Northern cardinals, Cardinalis cardinalis, arguably are the most prominent of South Florida's songbirds. While the northern mockingbird certainly rivals them in voice, they're no match for the male cardinal's bright red plummage.
They're common anywhere you might care to go, deep into the woods, around town and all points in between as long as there are bushes or thickets to provide cover. Florida even has its own subspecies, C. cardinalis ssp. floridanus, found throughout most of the state. A second subspecies, C. cardinalis ssp. cardinalis, is found west of the Apalachicola River.
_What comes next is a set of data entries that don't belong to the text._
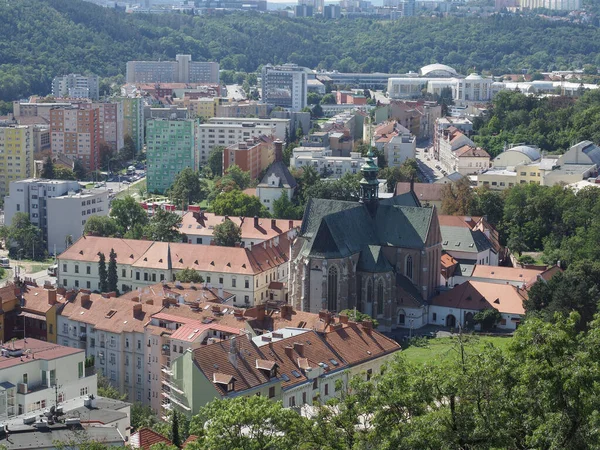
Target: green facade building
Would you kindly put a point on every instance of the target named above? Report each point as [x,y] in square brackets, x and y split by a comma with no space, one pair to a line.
[169,150]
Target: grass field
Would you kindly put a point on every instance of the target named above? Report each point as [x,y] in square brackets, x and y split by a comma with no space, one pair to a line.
[441,348]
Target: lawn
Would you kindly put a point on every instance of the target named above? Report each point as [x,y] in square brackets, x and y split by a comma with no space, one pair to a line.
[440,348]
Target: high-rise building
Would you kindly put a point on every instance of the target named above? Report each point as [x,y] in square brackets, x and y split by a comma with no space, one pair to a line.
[16,154]
[133,120]
[182,70]
[110,116]
[75,85]
[169,149]
[285,86]
[75,132]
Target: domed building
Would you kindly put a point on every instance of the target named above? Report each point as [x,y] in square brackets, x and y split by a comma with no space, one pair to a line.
[517,155]
[380,257]
[437,70]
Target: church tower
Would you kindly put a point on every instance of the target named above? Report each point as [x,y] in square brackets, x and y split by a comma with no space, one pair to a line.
[369,185]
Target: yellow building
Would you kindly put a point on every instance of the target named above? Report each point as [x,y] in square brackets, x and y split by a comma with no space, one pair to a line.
[16,154]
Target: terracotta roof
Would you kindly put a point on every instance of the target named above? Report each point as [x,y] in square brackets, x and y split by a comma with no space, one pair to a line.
[505,273]
[164,255]
[423,191]
[216,359]
[355,345]
[43,350]
[469,151]
[86,248]
[309,350]
[202,224]
[477,295]
[115,315]
[144,438]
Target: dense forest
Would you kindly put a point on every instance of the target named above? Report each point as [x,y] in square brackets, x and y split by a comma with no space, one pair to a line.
[42,38]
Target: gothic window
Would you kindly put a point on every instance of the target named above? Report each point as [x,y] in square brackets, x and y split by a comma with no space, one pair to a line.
[408,271]
[332,279]
[380,297]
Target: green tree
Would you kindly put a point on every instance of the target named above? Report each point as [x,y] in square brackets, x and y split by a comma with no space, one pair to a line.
[164,227]
[236,203]
[127,213]
[101,226]
[63,173]
[102,273]
[112,279]
[48,168]
[250,423]
[189,275]
[283,208]
[227,234]
[187,188]
[215,160]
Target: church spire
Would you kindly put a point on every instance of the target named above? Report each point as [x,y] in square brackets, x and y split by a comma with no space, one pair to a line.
[369,185]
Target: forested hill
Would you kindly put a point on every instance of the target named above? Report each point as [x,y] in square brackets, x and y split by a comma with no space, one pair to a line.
[42,38]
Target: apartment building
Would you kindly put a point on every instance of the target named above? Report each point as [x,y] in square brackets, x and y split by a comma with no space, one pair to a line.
[16,155]
[219,134]
[182,70]
[111,330]
[58,207]
[325,163]
[169,150]
[133,120]
[285,86]
[110,121]
[75,132]
[35,374]
[75,85]
[199,228]
[245,273]
[252,155]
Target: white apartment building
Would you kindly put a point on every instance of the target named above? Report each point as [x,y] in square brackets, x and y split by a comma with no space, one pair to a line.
[111,330]
[212,134]
[322,160]
[68,214]
[285,86]
[245,273]
[399,149]
[75,85]
[34,373]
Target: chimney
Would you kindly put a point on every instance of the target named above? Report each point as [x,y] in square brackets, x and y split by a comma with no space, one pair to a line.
[260,311]
[233,353]
[299,348]
[286,311]
[51,296]
[289,351]
[278,150]
[367,326]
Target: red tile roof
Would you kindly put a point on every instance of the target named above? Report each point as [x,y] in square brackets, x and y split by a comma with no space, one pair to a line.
[145,438]
[356,345]
[477,295]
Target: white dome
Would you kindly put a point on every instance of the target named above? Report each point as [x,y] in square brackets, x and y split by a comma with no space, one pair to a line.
[437,70]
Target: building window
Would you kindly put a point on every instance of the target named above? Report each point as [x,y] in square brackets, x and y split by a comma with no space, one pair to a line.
[380,297]
[408,271]
[332,288]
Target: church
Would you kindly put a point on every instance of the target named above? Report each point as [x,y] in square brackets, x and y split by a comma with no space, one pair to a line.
[381,257]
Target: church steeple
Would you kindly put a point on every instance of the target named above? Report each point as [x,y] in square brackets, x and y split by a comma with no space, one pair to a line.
[369,186]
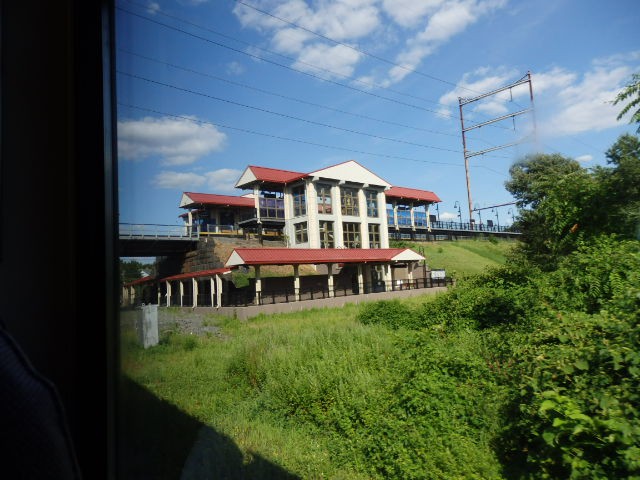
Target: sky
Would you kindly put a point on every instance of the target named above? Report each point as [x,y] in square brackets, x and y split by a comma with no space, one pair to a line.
[206,88]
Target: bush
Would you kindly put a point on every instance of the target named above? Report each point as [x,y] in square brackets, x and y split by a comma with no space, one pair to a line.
[391,313]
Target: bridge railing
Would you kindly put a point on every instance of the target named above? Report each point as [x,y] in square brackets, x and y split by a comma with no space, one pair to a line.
[146,230]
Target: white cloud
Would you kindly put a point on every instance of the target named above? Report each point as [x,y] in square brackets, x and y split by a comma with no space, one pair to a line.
[450,18]
[235,68]
[584,158]
[223,180]
[216,181]
[178,180]
[337,59]
[178,141]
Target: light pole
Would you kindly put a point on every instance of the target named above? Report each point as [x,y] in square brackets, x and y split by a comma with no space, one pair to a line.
[479,215]
[457,205]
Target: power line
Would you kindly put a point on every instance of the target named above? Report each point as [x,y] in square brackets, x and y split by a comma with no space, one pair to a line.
[280,137]
[295,60]
[267,92]
[292,117]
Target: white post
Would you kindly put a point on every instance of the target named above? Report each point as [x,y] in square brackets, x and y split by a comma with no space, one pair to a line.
[218,291]
[385,276]
[296,282]
[258,284]
[332,292]
[194,289]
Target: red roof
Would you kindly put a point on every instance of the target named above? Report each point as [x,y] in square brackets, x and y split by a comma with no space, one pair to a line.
[214,199]
[310,256]
[273,175]
[201,273]
[412,194]
[139,281]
Both sexes are the same size, with a body length of about 9 inches and a wingspan of a foot. Males are brilliant red, with a black face mask. Females are more of a dull brown and have a less prominent mask. Both sexes share the tell-tale crest. Cardinals are one one of the few species of songbirds where the female is as vocal as the male, if not more so. Females will sing from the nest, and it's believed she's signaling the male on what kind of food to bring back with him. Cardinals often are heard before seen, but scan in the direction of the sound and you're likely to spot the source. Their songs are fairly distinctive, one of the easier birds to learn.
Cardinals are year-round residents of Florida; in fact cardinals are not considered migratory at all even in the northernmost limits of their range. But the Florida Fish and Wildlife Conservation Commission notes that cardinal population in parts of the state, particularly the northwest, does seem to increase during winter. Northern cardinals are found throughout the eastern half of the U.S. into Canada. They're also found in Mexico and into Arizona.
The stout bill is a pretty good indicator of the kind of food cardinals eat — mostly nuts, seeds and fruit. They'll mix in the occasional bug during breeding season. Cardinals are territorial; males relentlessly patrols to keep intruders out. For a period in spring, they become extremely aggressive, so much so that they will attack their own reflections in a window or mirror and continue the fight for hours.
Both mates scout for a suitable site for nesting in brush, trees or tangled vines three to 12 feet off the ground. Females build a cup-like nest in the fork of small branches, hidden by dense foliage. Clutches can be as large as five eggs, typically three, and take as long as two weeks to hatch. The young fledge in less than two more weeks. Females do almost all of the sitting, but both parents feed their offspring. A pair will have one or two broods a year; in Florida, a third brood is possible, according to the FWC. Mom might leave early to begin the next brood while dad finishes rearing the extant brood.
There are actually 19 recognized subspecies of cardinal; in 2014 one scientist actually proposed dividing cardinals into six separate species based on DNA evidence. But the American Ornithologist's Union so far has rejected the idea because other factors, such as song patterns, weren't studied enough. More research is being done that could change that.
Northern cardinals are members of Cardinalidae, a family that also includes tanagers, grosbeaks and buntings.